耳がよく聡明で、法隆寺を築き仏教を広め、推古女帝の摂政として活躍した人物──。聖徳太子に関する一般的なイメージはすべて『日本書紀』の記述が元になっている。『日本書紀』が書かれた過程を知れば、その真実の姿が見えてくる! 聖徳太子の実像に迫る連載。
平等寺 聖徳太子石像
聖徳太子伝説
1、母が宮中の厩の戸にあたった時に安産で生まれた
2、生まれながら言葉を話すことができ、聖人の智を持っていた
3、耳がよく、成人後は十人の訴えを聞き分けた
4、未来のことを予言できた
5、父の用明天皇に寵愛され、幼少期は特別に上宮とよばれる宮殿に住まわされた

◆名前の由来を強引に説明しようとして聖徳太子の伝説が生まれた

 有名な「厩戸」であるが、この時代、皇子女の名前は彼らを養育した豪族のウジナ(豪族の本拠地である地名か、または豪族の世襲の職務を示す職名)に由来するのが一般的であった。ところが、厩戸というウジナの豪族も地名もみあたらないために、その名の由来を何とかして説明しようとして、上記①のような異常な誕生伝説が作り出されたわけである。近年では、厩戸とは舒明天皇も一時滞在した宮殿があった「厩坂」に由来するのではないかとする説もあるが、はっきりしたことはわからない。

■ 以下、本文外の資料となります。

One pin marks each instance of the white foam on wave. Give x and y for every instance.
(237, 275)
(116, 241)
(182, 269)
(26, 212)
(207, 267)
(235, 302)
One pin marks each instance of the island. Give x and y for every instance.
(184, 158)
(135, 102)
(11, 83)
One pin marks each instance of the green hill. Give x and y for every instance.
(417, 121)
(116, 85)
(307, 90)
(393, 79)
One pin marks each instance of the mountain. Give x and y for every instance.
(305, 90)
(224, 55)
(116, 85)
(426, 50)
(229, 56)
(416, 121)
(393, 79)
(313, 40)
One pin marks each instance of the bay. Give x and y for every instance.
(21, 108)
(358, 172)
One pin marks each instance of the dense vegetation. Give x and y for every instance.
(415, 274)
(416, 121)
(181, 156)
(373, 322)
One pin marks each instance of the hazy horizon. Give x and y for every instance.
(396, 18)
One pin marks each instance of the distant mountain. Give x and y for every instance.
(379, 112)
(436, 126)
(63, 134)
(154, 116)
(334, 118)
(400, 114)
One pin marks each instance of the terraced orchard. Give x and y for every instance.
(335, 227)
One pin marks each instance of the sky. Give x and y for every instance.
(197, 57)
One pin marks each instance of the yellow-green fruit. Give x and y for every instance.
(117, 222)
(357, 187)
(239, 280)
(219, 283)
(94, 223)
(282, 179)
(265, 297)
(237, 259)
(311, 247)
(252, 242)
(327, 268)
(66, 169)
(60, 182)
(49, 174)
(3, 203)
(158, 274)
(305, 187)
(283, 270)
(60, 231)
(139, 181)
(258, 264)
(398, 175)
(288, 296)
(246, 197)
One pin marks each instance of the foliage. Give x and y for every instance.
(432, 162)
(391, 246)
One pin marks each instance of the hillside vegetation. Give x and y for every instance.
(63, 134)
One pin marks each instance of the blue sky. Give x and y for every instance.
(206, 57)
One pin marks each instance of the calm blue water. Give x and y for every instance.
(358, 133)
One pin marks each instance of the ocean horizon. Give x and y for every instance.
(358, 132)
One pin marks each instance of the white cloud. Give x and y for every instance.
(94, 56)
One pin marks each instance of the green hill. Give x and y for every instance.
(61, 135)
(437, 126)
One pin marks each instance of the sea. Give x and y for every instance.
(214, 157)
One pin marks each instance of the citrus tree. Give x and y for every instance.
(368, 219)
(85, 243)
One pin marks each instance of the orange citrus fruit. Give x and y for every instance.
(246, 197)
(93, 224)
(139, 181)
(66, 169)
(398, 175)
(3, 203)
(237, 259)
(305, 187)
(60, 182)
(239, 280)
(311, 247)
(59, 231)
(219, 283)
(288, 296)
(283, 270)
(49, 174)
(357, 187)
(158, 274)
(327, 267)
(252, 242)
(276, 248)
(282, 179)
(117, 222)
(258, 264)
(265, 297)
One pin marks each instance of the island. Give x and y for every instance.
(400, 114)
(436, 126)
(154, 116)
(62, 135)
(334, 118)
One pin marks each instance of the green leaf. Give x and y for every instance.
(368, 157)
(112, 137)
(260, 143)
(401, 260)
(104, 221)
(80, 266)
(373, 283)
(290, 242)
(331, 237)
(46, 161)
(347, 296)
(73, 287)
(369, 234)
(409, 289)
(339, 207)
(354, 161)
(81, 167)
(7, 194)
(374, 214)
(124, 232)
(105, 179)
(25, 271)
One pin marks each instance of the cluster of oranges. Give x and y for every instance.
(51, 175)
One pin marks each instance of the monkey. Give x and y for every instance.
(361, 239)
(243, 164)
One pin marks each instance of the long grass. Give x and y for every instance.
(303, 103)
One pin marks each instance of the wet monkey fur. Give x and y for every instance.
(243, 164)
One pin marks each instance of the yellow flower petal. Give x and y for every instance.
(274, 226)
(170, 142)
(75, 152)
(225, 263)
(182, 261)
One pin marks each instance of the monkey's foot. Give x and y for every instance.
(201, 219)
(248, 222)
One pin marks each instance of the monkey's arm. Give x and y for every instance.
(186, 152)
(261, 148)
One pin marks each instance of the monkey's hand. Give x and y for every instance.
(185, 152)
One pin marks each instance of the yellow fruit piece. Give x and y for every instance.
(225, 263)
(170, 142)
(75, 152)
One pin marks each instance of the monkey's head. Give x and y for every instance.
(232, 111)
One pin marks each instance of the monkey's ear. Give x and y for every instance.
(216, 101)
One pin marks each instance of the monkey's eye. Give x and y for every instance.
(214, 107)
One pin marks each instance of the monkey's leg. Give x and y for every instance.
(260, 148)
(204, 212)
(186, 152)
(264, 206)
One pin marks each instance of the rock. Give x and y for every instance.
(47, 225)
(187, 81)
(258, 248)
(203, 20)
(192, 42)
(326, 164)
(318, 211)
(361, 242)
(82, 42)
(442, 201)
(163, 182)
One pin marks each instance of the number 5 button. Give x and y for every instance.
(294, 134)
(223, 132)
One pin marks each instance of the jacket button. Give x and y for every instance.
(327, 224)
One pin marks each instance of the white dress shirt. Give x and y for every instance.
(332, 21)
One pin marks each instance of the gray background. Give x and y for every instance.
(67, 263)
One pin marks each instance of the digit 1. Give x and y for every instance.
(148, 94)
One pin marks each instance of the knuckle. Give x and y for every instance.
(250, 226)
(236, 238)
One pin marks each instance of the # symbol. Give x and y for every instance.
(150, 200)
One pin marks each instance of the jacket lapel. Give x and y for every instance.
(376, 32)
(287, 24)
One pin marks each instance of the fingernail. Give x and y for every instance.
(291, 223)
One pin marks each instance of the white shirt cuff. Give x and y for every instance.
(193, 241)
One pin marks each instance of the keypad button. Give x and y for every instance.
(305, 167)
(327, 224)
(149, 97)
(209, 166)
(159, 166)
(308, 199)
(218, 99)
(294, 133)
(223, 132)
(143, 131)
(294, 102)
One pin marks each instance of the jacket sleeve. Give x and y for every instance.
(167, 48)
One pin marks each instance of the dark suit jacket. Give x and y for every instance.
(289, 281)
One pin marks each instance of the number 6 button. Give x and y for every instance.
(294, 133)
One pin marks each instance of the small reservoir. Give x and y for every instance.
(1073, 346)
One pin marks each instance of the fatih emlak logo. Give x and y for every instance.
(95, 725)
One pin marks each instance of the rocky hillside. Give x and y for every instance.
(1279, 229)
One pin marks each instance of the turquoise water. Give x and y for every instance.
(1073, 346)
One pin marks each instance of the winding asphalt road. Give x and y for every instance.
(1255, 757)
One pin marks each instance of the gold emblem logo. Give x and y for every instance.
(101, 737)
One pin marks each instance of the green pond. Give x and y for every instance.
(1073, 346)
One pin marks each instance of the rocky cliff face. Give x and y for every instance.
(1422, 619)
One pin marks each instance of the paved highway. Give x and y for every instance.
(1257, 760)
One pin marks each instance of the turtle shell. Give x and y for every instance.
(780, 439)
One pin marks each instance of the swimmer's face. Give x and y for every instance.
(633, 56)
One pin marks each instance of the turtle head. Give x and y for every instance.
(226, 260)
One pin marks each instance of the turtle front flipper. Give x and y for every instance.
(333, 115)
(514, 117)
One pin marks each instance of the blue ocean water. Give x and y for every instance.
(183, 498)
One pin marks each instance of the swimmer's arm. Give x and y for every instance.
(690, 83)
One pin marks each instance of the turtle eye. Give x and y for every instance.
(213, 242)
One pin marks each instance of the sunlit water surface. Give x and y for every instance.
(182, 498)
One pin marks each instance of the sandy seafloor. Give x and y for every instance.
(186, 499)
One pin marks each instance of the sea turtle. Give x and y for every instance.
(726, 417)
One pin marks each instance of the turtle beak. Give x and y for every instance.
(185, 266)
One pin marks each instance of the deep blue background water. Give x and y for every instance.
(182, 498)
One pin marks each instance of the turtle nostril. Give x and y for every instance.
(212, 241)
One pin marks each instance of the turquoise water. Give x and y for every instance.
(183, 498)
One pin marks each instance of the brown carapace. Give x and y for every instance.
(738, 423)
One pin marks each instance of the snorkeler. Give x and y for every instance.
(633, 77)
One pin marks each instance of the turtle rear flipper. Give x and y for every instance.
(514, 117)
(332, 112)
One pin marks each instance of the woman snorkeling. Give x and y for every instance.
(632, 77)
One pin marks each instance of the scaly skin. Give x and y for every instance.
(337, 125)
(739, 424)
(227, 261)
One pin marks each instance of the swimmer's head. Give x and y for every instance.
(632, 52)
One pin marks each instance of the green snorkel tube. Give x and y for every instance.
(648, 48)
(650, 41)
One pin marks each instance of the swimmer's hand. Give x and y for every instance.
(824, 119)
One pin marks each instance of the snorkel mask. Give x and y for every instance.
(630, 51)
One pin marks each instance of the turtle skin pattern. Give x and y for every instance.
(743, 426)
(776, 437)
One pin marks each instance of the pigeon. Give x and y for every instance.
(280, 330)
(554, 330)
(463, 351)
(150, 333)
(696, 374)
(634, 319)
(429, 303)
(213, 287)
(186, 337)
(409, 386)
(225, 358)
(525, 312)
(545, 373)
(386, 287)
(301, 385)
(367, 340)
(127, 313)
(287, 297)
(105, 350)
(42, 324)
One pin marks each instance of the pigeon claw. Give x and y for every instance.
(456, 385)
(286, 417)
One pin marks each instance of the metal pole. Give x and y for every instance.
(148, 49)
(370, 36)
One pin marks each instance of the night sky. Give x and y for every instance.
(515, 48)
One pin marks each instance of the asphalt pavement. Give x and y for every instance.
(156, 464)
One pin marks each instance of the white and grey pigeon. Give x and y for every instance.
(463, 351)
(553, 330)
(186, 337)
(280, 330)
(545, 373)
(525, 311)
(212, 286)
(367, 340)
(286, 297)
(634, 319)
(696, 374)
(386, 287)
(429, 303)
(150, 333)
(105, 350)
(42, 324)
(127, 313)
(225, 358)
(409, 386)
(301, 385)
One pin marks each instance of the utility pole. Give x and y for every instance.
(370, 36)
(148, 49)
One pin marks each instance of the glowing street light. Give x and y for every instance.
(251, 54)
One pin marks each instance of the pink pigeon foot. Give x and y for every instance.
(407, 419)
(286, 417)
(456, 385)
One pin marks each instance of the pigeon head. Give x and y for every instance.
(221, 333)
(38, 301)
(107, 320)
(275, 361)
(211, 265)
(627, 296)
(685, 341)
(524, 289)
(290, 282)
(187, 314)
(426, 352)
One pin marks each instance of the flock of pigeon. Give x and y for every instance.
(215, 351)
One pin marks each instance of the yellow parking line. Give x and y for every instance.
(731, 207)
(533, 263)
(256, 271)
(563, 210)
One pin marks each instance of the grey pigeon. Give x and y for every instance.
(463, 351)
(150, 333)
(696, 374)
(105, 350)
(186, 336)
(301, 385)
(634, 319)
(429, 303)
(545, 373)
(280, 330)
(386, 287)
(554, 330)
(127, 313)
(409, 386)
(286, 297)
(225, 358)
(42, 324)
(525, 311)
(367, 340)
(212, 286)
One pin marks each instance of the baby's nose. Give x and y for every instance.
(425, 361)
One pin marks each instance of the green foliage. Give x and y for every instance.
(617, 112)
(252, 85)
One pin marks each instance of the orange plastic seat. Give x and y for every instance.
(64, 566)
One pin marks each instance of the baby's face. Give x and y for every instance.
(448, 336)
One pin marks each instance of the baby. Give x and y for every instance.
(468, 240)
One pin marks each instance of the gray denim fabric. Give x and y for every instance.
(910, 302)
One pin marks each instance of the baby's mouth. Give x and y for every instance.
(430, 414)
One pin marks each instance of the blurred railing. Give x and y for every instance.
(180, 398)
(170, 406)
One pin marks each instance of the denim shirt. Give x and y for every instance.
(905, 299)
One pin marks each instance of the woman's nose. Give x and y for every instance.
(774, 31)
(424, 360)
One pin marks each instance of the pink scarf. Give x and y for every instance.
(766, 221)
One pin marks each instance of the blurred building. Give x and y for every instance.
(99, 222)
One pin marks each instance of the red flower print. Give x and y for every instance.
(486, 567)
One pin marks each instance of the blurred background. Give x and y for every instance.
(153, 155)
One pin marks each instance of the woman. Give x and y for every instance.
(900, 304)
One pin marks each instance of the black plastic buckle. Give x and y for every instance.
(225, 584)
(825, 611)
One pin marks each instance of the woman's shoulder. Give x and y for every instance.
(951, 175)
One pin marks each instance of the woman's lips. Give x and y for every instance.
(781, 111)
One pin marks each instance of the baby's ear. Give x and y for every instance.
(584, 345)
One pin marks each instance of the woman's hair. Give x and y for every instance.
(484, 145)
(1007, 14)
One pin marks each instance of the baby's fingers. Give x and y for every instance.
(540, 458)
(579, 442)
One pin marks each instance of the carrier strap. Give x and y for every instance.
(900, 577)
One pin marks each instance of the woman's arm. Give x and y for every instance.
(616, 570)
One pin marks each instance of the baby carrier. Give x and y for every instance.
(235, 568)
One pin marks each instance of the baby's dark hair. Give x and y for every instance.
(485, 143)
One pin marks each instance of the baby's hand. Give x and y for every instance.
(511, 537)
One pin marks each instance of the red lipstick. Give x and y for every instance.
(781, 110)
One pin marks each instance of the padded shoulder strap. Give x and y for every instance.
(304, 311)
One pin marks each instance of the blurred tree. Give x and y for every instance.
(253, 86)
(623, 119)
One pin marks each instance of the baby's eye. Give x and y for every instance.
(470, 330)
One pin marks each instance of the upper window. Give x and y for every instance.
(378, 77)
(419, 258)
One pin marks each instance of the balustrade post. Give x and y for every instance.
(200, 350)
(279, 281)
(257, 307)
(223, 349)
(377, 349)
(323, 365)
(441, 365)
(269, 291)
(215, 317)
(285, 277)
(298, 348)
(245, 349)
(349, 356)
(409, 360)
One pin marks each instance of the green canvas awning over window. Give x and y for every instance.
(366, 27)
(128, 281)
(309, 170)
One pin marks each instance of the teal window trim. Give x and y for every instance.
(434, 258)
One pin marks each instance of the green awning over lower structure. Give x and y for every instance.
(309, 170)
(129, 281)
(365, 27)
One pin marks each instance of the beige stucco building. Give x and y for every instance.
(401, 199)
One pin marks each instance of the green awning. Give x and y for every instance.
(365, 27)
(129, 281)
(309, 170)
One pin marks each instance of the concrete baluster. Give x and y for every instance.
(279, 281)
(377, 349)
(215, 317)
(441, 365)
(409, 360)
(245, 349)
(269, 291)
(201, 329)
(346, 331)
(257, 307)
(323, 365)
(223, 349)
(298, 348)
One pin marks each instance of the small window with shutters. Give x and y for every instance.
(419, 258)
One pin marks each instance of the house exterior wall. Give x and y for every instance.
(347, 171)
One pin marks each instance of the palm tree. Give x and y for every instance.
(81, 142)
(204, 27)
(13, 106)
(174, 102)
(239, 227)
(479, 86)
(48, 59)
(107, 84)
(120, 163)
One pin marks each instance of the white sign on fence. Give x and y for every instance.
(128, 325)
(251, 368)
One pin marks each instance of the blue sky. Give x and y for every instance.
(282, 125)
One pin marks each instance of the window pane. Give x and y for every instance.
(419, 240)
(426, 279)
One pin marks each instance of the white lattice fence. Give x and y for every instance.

「豊聡耳」は「とよ・と・みみ」と分解が可能である。「とよ」は美称、「と」は未詳であるが、「みみ」は神やその霊威をあらわす「み」を重ねていったものであり、「と」も同様の語義だったとみられる。この「と」をあらわすのに「聡」の字をあてたために、生まれながら言葉を話し、聖人の智をそなえていたという太子の聡明さを語る②や④の伝説が生み出されることになった。

 また、「みみ」には本来の意味とは関係なく耳の字をあてたので、太子は特別に聴覚のすぐれた人だったに違いないとされた。こうして、十人の訴えを正確に聞き分けたという③の伝説が語られるようになったのである。以上のように、太子の超人伝説は、すべてその名前の由来を説明しようとして生み出されたということができる。